April 8, 2021 - The 2021 University of Houston Law Center Spring Workshop Series, “Race, Social Change, and the Law,” featured an in-depth with visiting speaker Professor Maggie Blackhawk of the University of Pennsylvania Carrey Law School on March 29.
During the discussion, Blackhawk discussed her project, “On Power and the Law: McGirt v. Oklahoma,” which aims to encourage a broader understanding of Native peoples and colonialism as well as tackle the erasure of Native peoples.
Blackhawk’s talk focused on McGirt v. Oklahoma, a recent Supreme Court case that centered on themes such as power and sovereignty, and specifically the Major Crimes Act.
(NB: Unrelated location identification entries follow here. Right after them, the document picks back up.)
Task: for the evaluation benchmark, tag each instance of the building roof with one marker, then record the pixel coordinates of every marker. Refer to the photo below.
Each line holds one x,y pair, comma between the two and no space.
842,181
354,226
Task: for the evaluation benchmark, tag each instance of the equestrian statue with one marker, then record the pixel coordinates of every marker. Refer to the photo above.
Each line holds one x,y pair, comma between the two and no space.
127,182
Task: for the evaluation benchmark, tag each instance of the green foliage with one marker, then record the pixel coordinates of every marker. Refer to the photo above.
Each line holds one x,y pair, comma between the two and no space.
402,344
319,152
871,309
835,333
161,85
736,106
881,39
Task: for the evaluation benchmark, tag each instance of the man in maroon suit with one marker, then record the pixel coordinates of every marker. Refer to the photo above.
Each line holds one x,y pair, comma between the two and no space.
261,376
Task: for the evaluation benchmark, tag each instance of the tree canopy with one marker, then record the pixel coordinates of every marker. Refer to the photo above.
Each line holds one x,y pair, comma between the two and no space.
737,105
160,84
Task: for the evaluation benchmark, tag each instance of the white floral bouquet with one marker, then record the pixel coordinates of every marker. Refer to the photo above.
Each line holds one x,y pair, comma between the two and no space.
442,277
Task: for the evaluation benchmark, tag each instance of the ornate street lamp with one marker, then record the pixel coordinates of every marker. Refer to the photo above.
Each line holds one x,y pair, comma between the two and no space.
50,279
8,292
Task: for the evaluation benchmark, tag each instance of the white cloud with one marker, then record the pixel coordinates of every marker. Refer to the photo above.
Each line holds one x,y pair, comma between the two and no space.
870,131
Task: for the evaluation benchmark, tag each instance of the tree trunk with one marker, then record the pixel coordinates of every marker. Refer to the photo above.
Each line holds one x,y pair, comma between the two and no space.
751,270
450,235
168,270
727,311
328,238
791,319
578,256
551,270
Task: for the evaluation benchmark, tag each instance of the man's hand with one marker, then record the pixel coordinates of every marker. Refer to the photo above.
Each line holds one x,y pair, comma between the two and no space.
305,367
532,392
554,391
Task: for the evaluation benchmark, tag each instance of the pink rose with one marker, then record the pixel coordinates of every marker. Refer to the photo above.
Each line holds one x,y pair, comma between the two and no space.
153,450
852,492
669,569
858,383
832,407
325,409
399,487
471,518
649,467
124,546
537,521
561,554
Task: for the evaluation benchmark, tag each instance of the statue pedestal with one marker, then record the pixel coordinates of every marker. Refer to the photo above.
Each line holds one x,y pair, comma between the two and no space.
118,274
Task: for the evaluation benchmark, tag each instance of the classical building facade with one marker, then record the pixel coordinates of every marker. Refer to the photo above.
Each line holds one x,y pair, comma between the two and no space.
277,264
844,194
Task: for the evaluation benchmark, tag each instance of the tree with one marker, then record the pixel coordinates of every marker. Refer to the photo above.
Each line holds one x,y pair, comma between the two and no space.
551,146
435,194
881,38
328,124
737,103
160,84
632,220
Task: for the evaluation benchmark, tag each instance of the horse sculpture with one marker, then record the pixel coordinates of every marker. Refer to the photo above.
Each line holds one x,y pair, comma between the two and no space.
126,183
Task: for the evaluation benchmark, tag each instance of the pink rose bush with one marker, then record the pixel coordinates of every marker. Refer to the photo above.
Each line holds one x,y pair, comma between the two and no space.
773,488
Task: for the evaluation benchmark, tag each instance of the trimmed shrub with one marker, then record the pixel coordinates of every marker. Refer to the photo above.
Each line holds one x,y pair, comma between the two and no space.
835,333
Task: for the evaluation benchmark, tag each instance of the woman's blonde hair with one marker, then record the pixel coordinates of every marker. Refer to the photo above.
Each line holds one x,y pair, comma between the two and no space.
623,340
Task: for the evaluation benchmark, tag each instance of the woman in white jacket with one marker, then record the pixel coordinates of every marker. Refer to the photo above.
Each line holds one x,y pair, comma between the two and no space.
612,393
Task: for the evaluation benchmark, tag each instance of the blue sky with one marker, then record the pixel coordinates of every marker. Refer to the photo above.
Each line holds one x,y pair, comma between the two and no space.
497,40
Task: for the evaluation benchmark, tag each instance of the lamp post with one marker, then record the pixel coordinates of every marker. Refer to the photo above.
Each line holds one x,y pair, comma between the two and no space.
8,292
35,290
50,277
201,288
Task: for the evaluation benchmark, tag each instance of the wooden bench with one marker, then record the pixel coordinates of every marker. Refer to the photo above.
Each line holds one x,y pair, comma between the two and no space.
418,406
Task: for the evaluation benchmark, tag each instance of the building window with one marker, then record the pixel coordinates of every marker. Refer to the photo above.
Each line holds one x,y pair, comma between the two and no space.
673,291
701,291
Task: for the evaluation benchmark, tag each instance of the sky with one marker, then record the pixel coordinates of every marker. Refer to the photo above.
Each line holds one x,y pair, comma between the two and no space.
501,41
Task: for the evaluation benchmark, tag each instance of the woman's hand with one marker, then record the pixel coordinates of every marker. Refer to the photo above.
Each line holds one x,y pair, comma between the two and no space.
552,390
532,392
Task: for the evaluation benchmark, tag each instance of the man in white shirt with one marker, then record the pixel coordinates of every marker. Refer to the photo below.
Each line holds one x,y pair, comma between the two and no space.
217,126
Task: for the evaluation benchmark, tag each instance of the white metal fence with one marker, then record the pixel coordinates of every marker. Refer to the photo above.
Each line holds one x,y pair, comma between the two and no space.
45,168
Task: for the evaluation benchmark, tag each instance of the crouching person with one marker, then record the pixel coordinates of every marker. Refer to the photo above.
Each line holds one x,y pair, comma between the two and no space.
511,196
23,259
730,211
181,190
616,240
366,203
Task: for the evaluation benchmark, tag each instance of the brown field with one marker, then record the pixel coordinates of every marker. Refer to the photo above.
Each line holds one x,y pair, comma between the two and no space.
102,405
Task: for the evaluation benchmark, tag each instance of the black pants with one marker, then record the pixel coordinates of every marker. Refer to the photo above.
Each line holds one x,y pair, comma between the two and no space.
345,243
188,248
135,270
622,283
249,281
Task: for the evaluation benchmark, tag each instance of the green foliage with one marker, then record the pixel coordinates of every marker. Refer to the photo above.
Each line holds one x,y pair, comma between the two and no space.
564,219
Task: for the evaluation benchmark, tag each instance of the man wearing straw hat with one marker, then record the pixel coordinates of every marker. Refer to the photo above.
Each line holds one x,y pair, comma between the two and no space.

A landmark case, that could result in the recognition that one-third to one-half of the state of Oklahoma existing within an Indian reservation.
“Before the Court issued its opinion in McGirt,it was widely presumed that Court would not follow the law because Tulsa would exist within a reservation,” she said. “The case revealed the dynamic of ideology shaping the law. The dominant ideology is one of Native erasure and the erasure of majority-minority governance.”
Blackhawk’s project examines three lessons from McGirt v. Oklahoma. The first is that scholars of legal change should study power movements generally and Native advocacy specifically. The second is to learn from these power movements how historical argument can be used to unsettle power inequities by showing how Native erasure is a historical and inaccurate. The third lesson argues that Native representatives should continue to focus on changing the law and changing the world—rather than trying to change the public mind.
In terms of power strategies, Blackhawk said “it means to push forward with legal positions, even when they appear radical to the general public, and aim to codify those radical positions into formal legal texts. We must focus on ways that Native advocates shift power to their communities.”
During the question-and-answer session, faculty and students discussed topics such as public discourse, reparations, and the dichotomy of treaty recognition and erasure. There was also the topic of the differences between paradigmatic “social movements” like the civil rights movement and power movements like the advocacy campaigns of Native people.
Blackhawk described that Native people have had more success in the past in advocating to formal legal institutions and in organizing around power and sovereignty—than in the more traditional social movement organization around rights. She said the fight for rights shouldn’t be excluded, but that it alone is not enough. Native people, through recognized inherent tribal sovereignty, should be able to define rights for themselves.
“We need to understand the mechanisms by which legal reform happens,” she said. “Native advocacy offers a distinctive model of legal reform from which we can all learn. The erasure of Native people from our understanding of the law is not serving the academy well.”
Blackhawk’s main research and teaching focus on the fields of constitutional law, federal Indian law, and legislation. She is a graduate of the University of California, Los Angeles, and Stanford Law School, and some of her recent projects examine how American democracy can and should empower minorities, especially outside of traditional rights and courts-based frameworks. She has been awarded the American Society for Legal History's William Nelson Cromwell Article Prize, and her research has been published or is forthcoming in publications such as the Harvard Law Review, Stanford Law Review, Yale Law Journal, Columbia Law Review, and Cambridge University Press. Blackhawk plans to expand her project, “Federal Indian Law as Paradigm Within Public Law,”into a book that delves into Native nations, Native people, and American colonialism.